If you are the loving one—the one who sees them more clearly than they see themselves—there is nothing left for you to do but let go. Not because you don’t care, but because you care enough to stop rescuing them from their own awakening.
And here is the part we don’t say enough:
Letting go is not giving up on love.
It is choosing it in its most honest form.
When you step back, you create space—for them to finally feel, and for you to finally heal. Sometimes they do rise from the fall. Sometimes they don’t. But either way, the cycle ends.
You learn that love does not require self-abandonment.
You learn that understanding someone does not mean sacrificing yourself.
You learn that their healing is NOT your responsibility.
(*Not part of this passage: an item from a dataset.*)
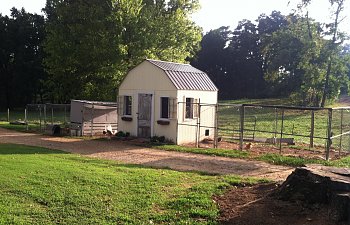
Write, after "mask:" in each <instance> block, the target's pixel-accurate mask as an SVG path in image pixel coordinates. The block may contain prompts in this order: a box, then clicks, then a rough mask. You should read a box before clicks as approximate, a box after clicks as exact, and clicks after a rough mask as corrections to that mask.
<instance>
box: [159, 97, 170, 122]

And if they ever do the work—if they face themselves, grieve honestly, and choose healing—that growth will belong to them alone. Not because you saved them, but because you respected them enough to let them struggle.
As for you—you rise not in bitterness, but in clarity.
You walk forward softer, wiser, and more securely attached than before.
No longer waiting for someone else to wake up.
No longer confusing intensity for intimacy.
This is how the story becomes hopeful.
Not because everyone gets the ending they wanted—but because everyone finally gets the chance to become who they were meant to be.
So let them go - no anger, no pain, no heartbreak, not even pity. Allow the narrative they’ve spun to unravel all by itself.
Because at the end of the day - you can’t outrun yourself forever.